“Angel and the Dying Unknown” donated by prestigious New York foundation

A statue depicting a loving guardian angel holding and protecting a serviceman in his last moments of life was dedicated Monday at Dover Air Force Base.

The "Angel and the Dying Unknown," a half-ton memorial to those soldiers, sailors, airmen and Marines who give their lives for their country, was donated by the Newington-Cropsey Foundation of Hastings on Hudson, N.Y. The $40,000 cast bronze statue was donated to the base Center for the Families of the Fallen, and was sculpted by Greg Wyatt, director of the foundation's Academy of Art.

Wyatt is a world-renowned artist whose work is on display at museums and galleries across the country, including the Harry Truman Library, Vanderbilt University and the Department of State.

The Center for the Families of the Fallen is a reception area for the next of kin of military personnel killed in combat. It provides them with access to counselors and other persons who can help them deal with their grief and the many issues confronting families suddenly faced with decisions none of them are prepared to make.

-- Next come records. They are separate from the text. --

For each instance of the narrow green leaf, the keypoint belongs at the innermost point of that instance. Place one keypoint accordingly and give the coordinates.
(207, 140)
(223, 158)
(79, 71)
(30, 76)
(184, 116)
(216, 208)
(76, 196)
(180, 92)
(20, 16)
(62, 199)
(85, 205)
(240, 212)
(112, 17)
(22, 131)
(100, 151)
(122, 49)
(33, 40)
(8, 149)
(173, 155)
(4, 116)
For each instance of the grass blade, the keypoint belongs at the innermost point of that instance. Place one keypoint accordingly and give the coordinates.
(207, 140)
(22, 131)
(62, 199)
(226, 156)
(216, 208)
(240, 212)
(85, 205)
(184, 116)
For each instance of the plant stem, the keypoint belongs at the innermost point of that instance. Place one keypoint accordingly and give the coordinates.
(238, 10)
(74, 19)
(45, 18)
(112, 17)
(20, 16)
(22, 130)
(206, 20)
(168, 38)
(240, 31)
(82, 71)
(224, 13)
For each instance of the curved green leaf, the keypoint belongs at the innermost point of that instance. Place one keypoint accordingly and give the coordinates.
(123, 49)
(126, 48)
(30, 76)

The new statue is at the center of the Center's meditation garden, surrounded by landscaping meant to provide a quiet place for introspection and reflection.

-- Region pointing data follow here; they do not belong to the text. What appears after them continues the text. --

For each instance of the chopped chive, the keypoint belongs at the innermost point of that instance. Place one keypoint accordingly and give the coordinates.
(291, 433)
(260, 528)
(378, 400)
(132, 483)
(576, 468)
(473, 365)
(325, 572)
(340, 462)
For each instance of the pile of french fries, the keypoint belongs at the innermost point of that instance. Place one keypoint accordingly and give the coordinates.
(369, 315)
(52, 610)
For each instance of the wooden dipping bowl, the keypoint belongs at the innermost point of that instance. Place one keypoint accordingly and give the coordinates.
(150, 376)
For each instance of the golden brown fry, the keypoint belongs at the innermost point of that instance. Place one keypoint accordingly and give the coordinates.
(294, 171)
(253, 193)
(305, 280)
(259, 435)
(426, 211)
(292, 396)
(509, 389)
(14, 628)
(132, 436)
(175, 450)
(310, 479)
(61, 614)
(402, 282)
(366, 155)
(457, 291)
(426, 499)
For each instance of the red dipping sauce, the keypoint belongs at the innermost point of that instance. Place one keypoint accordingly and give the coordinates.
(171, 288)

It was first unveiled in 2012, and has been on temporary display at locations including Fort Monroe, Va., and at the headquarters for the American Legion in Washington, D.C.

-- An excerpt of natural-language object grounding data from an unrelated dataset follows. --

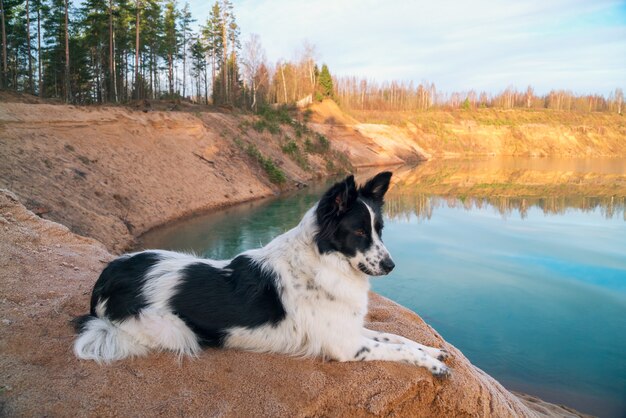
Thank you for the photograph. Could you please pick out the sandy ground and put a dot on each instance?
(456, 133)
(46, 274)
(114, 173)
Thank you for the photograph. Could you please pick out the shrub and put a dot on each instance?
(292, 149)
(274, 173)
(321, 145)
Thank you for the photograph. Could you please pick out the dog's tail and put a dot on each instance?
(101, 340)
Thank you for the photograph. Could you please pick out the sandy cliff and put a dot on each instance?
(373, 138)
(46, 274)
(112, 173)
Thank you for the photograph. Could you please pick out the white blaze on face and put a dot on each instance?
(375, 254)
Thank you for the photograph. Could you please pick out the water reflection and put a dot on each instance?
(518, 262)
(422, 206)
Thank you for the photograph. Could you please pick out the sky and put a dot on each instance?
(485, 45)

Wyatt came up with the central idea for the statue after interviewing military personnel who have been in battle and who have had the chance to reflect on their experiences.

"I do believe art has a capacity that's very special, especially with the language of sculpture, in which there is the capacity for viewers and guest to encounter the work, to view it in its formal properties and designs," Wyatt said.

In keeping with that, and going against many museums' edicts that people not touch artistic works, Wyatt wants people to experience this sculpture in a very real way.

"When works are in the open air and they are permanently placed in specific and meaningful locations, such as here in the Meditation Garden, I encourage people to touch the sculpture," he said. "It's a connection that's quite natural."

Col. Richard Moore, commander of the 436th Airlift Wing at Dover AFB, called the statue an opportunity for people to have a focal point in the Meditation Garden.

"The circumstances under which families are here are unfortunate," he said. "It's one of the most difficult days of their lives. For us to have a place for them to gather and a place for them to share their thoughts and feelings, the kind of sculpture that draws those out is hugely important to us," he said.

"I would not call it a religious statue, but I would call it spiritual," he said.

"The statue, I think, is very, very appropriate and we've put it in a setting that is very appropriate," Moore added.

"What this statue will allow the people who come here on that unfortunate day is to get a sense of how important they are to our nation," added Col. John M. Devillier, commander of Air Force Mortuary Affairs Operations.

Construction on the Center for the Families of the Fallen began in November 2009, and the building was completed and dedicated in January 2010. The center works in concert with the Fisher House, an on-base lodging facility for families who travel to Dover to be here when the remains of their loved ones are returned to the United States.

More than 6,500 family members and friends of fallen service members have come to Dover since the opening of the Center.